= MFF Support =

Malmö FC fan club also considered to be one of the largest in Sweden

MFF Support logo

MFF Support is the official fan club for Swedish football club Malmö FF. Founded on 1 November 1992, it has 2,195 members as of January 2014. Based on the number of members it is one of largest fan clubs in Sweden. Since the founding of the fan club in the early 1990s the number of members has been rising until recently after the 2005 season.
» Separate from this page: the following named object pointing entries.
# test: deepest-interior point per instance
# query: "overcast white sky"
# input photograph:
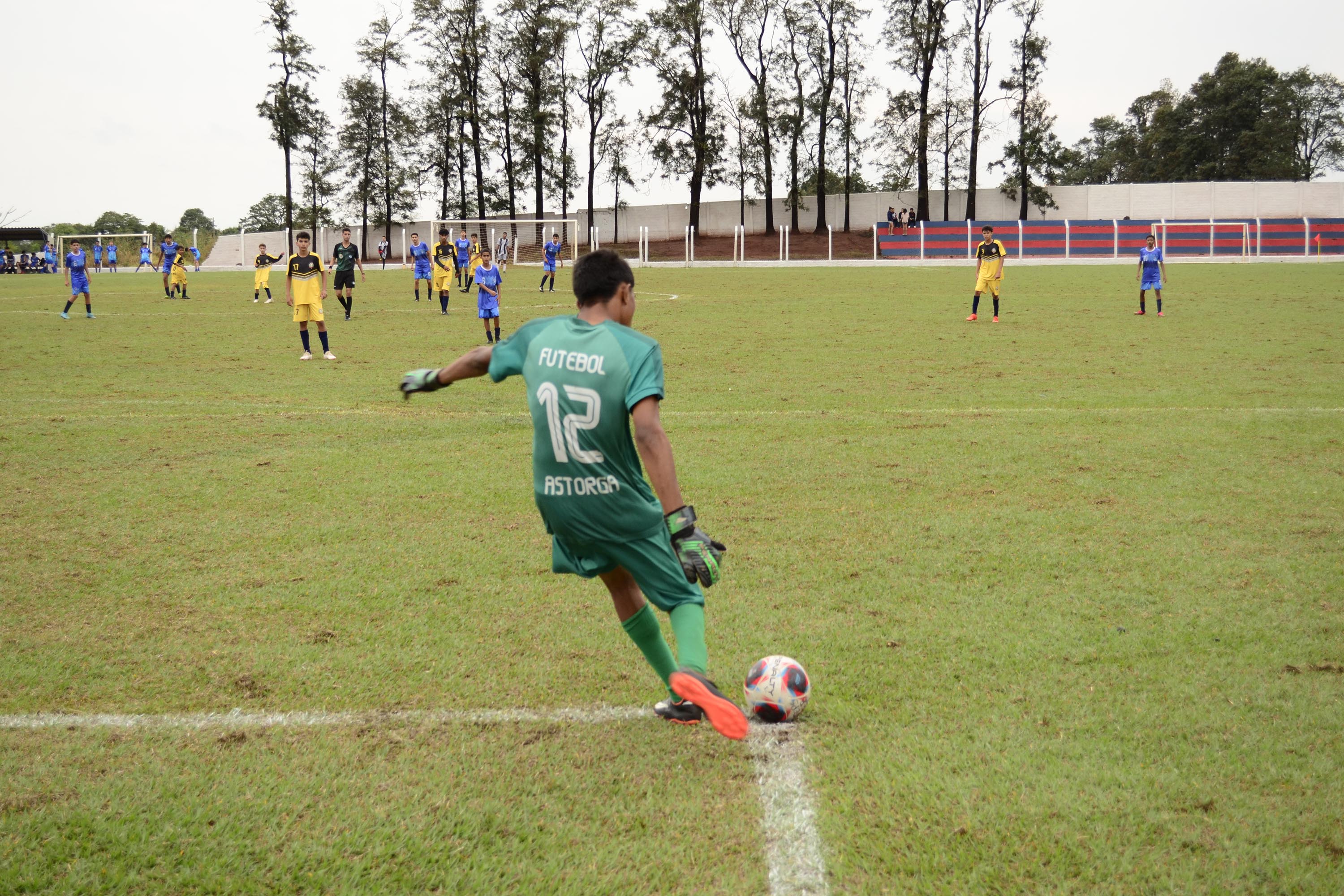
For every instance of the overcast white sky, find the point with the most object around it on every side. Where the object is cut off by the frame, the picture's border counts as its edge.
(115, 136)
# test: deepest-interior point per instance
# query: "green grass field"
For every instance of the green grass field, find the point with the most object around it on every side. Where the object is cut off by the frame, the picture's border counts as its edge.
(1070, 589)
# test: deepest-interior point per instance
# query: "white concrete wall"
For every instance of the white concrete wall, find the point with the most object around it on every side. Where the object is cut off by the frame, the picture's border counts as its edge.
(1253, 199)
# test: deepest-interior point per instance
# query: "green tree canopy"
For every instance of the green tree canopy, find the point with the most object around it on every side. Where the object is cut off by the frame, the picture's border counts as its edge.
(195, 218)
(267, 214)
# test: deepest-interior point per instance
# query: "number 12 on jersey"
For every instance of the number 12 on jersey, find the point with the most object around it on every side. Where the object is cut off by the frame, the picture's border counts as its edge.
(565, 432)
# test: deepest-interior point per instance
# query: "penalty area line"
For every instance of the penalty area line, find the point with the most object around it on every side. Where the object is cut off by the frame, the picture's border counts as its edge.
(788, 821)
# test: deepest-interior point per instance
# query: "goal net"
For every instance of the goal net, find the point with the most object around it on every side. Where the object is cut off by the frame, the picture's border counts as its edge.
(125, 249)
(522, 238)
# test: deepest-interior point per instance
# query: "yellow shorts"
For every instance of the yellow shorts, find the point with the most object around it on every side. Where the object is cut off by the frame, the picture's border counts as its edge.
(308, 312)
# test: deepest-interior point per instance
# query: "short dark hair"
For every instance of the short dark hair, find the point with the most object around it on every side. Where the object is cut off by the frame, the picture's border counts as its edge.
(599, 275)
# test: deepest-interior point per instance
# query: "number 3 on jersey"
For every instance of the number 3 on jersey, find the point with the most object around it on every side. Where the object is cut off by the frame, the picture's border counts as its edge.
(565, 433)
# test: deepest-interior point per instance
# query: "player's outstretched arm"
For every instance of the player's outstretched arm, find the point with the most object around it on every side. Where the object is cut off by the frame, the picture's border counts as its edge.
(697, 551)
(428, 379)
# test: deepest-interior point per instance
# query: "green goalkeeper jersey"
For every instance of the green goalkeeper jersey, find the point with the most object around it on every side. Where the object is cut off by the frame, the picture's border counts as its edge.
(582, 381)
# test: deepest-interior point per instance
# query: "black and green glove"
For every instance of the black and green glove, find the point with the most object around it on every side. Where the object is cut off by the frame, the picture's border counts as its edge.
(421, 381)
(698, 552)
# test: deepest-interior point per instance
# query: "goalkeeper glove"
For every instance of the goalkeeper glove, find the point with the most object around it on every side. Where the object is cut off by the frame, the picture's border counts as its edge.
(421, 381)
(698, 552)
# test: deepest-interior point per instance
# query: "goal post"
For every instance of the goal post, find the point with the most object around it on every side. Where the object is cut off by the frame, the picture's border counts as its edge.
(526, 236)
(128, 246)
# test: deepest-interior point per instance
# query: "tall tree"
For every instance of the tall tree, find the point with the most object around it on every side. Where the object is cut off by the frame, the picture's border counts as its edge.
(744, 147)
(288, 99)
(855, 88)
(537, 31)
(609, 42)
(749, 27)
(382, 52)
(362, 112)
(319, 168)
(952, 117)
(917, 33)
(457, 35)
(795, 52)
(617, 148)
(1034, 152)
(690, 140)
(1315, 113)
(978, 62)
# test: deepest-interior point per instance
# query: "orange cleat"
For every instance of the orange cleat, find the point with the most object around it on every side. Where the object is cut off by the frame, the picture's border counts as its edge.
(725, 715)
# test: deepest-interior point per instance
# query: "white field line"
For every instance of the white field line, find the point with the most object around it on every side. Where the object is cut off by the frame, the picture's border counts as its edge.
(667, 297)
(788, 816)
(318, 719)
(788, 823)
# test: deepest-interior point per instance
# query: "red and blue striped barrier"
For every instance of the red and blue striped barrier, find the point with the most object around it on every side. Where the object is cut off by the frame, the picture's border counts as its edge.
(1232, 238)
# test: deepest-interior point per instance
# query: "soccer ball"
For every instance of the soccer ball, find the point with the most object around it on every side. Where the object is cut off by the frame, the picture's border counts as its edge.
(777, 689)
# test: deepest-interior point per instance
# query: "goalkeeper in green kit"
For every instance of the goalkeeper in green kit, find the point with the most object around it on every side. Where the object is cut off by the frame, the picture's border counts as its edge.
(588, 377)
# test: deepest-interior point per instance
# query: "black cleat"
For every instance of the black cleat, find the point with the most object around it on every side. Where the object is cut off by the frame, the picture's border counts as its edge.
(683, 712)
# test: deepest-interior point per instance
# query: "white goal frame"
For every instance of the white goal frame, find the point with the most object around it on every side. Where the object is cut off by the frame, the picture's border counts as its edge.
(93, 238)
(490, 230)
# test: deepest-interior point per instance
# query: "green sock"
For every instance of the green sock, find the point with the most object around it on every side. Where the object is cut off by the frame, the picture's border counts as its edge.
(647, 634)
(689, 628)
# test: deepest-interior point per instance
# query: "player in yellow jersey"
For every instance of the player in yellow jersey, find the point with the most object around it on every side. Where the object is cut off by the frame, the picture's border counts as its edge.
(990, 271)
(306, 288)
(178, 280)
(444, 264)
(261, 280)
(474, 263)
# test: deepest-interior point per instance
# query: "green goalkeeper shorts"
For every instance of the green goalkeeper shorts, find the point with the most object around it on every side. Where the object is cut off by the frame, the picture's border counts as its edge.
(650, 559)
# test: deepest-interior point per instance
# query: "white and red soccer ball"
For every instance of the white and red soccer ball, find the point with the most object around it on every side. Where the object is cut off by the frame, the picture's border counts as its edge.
(777, 689)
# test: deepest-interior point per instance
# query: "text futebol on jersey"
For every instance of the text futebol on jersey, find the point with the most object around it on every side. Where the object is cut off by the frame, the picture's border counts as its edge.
(577, 362)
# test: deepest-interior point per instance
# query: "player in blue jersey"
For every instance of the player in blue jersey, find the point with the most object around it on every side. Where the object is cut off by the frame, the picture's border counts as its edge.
(77, 279)
(490, 283)
(167, 256)
(421, 269)
(464, 250)
(553, 258)
(1152, 275)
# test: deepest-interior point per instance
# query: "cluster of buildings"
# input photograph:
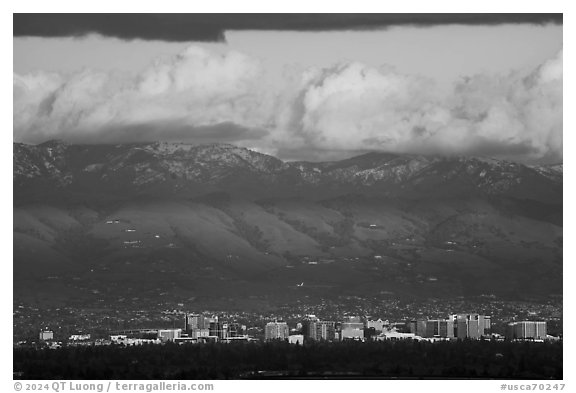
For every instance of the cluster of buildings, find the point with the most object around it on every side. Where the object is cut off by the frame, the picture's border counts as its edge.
(456, 326)
(461, 326)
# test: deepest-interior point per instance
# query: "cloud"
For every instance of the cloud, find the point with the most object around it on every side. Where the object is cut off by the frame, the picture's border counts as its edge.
(201, 96)
(212, 27)
(360, 108)
(193, 91)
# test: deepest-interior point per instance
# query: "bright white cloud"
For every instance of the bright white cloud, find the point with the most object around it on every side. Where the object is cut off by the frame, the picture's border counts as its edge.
(345, 107)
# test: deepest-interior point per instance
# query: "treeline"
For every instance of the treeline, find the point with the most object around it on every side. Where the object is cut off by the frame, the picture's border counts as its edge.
(399, 359)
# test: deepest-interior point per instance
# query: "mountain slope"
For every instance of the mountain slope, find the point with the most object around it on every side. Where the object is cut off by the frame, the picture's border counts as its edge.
(183, 222)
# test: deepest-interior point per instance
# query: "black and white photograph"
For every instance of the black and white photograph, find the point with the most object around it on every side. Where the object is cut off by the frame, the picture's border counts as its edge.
(287, 196)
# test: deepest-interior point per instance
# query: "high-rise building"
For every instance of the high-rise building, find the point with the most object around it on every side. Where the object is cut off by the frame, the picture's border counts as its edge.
(471, 325)
(378, 325)
(296, 339)
(46, 335)
(523, 330)
(351, 328)
(317, 330)
(432, 328)
(196, 321)
(276, 331)
(218, 329)
(169, 334)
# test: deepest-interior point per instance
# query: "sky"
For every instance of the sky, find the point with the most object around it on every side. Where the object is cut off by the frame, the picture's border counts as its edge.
(310, 87)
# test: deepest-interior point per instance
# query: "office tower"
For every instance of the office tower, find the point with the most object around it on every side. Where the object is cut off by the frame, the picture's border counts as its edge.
(471, 325)
(318, 330)
(524, 330)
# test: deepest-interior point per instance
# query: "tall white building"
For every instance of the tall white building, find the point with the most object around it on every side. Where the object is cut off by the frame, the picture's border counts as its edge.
(276, 331)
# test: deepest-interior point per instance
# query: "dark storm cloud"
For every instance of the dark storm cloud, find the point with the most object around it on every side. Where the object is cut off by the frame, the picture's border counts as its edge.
(211, 27)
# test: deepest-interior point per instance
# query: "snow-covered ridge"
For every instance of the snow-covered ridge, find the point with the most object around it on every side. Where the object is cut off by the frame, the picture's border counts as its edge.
(144, 165)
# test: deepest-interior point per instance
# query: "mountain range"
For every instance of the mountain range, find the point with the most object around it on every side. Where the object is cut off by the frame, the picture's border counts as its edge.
(109, 222)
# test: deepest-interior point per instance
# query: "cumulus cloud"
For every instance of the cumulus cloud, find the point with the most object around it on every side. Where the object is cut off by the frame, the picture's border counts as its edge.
(201, 96)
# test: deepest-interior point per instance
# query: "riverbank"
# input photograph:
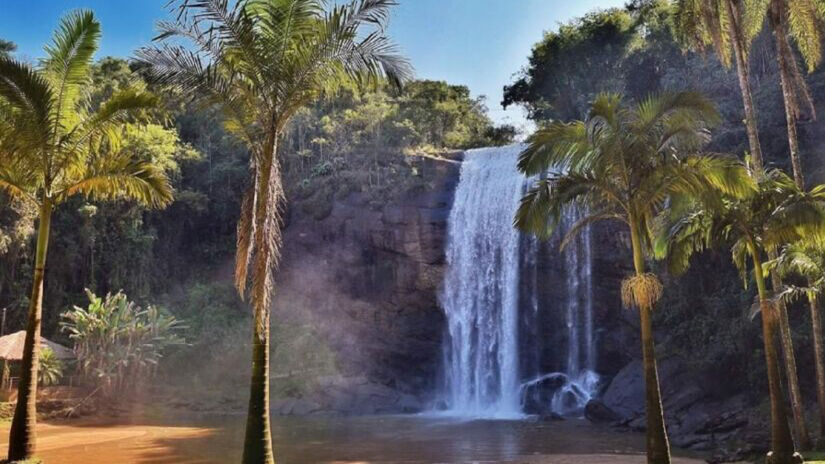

The current chairman is Thelma Ernst who has had the post since February 2017.

==Current Board==
As of 20 May 2017

Chairman: Thelma Ernst

Vice Chairman: Kaveh Hosseinpour

Board Members: Ola Larsson, Sebastian Olofsson, Danny Bernardo Hörlin, Gustav Rosengren, Johanna Nilsson

Deputy Directors: Åsa Wendin, Jenny Åberg

==Chairmen==

| Years | Name |
|---|---|
| 1997–2004 | Peter Åhlander |
| 2005–2006 | Jonas Rasmusson |
| 2007–2009 | Tony Ernst |
| 2009–2011 | Ola Solér |
| 2011–2017 | Magnus Ericsson |
| 2017–Present | Thelma Ernst |

==History==
MFF Support found itself in the limelight during a Royal League game in 2005, the first season of the Scandinavian Royal League Football Tournament. At this event, the Danish police allegedly attacked the members of the fan club without provocation at Parken, Copenhagen. MFF Support held the police officers accountable for this scandal, and this event made several headlines in Denmark back in 2005. 2008 the officers were convicted for misconduct in Danish court.